Ashworth reports Q3 financial results
Ashworth Inc announced unaudited financial results for its third quarter ended July 31, 2008.
Summary of Third Quarter Results:
Consolidated net revenue for the third quarter ended July 31, 2008 decreased 8.7% to $45.2 million as compared to $49.5 million for the third quarter of 2007. The Company reported consolidated third quarter net loss of $9.6 million, or $0.65 per basic and diluted share, compared to a net loss of $5.7 million, or $0.39 per basic and diluted share, for the same quarter of the prior year.
Included in the third quarter fiscal 2008 quarterly loss is a non-cash tax charge of $1.3 million or $0.09 per basic and diluted share as compared to a non-cash tax charge of $1.4 million or $0.10 per basic and diluted share in the third quarter fiscal 2007, to increase the valuation allowance against the Company's deferred tax assets. The quarterly loss for the 2008 period also reflects an increase in inventory write-down taken in the United Kingdom of $0.6 million.
In the third quarter of fiscal 2008, the Company's consolidated gross margin decreased 330 basis points to 34.9% as compared to 38.2% in the third quarter of fiscal 2007. The decrease in consolidated gross margin was driven by increased discounting, higher product costs as a result of fixed overhead allocated to lower sales volumes, higher material and transportation costs, a higher volume of off-price sales, and increased inventory reserves.
The Company's off-price sales were at significantly higher discounts during the third quarter of 2008 as compared to the same quarter of the prior year. In addition, the European channel experienced larger discounts within its resort, golf and retail customers.

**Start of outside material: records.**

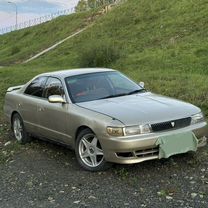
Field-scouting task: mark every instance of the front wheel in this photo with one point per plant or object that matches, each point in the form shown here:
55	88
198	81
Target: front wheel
18	129
89	152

Consolidated selling, general and administrative (“SG&A”) expenses increased 4.4% to $22.8 million for the third quarter of fiscal 2008 as compared to $21.8 million for the third quarter of fiscal 2007. The increase is largely due to increased consulting fees, primarily associated with a review of the Company's operations, cost structures and strategic plans.
Also contributing to higher SG&A expenses were increases in tradeshow/tournaments/sales meeting expenses and an increase in royalties as a result of a higher concentration of revenues from licensed products, partially offset by lower commissions.
Revenues by Channel/Segment:
Total revenues in the domestic golf channel in the third quarter increased 5.5% to $18.2 million from $17.2 million for same period last year. This is the fourth consecutive quarter in which revenues in the golf channel have increased. In the third quarter of fiscal 2008, net revenues increased from both on-course and off-course golf retailers over the comparable prior year quarter.
This growth is the result of the implementation of new sales management processes, in both the on-course and off-course channels of distribution, and a strengtheningof the sales team in both quantity and quality. However, as a result of the difficult economy, retail sell-through during the third quarter of 2008 has been below expectations and we expect revenues from this channel to decrease for the remainder of the fiscal year as compared to prior year periods.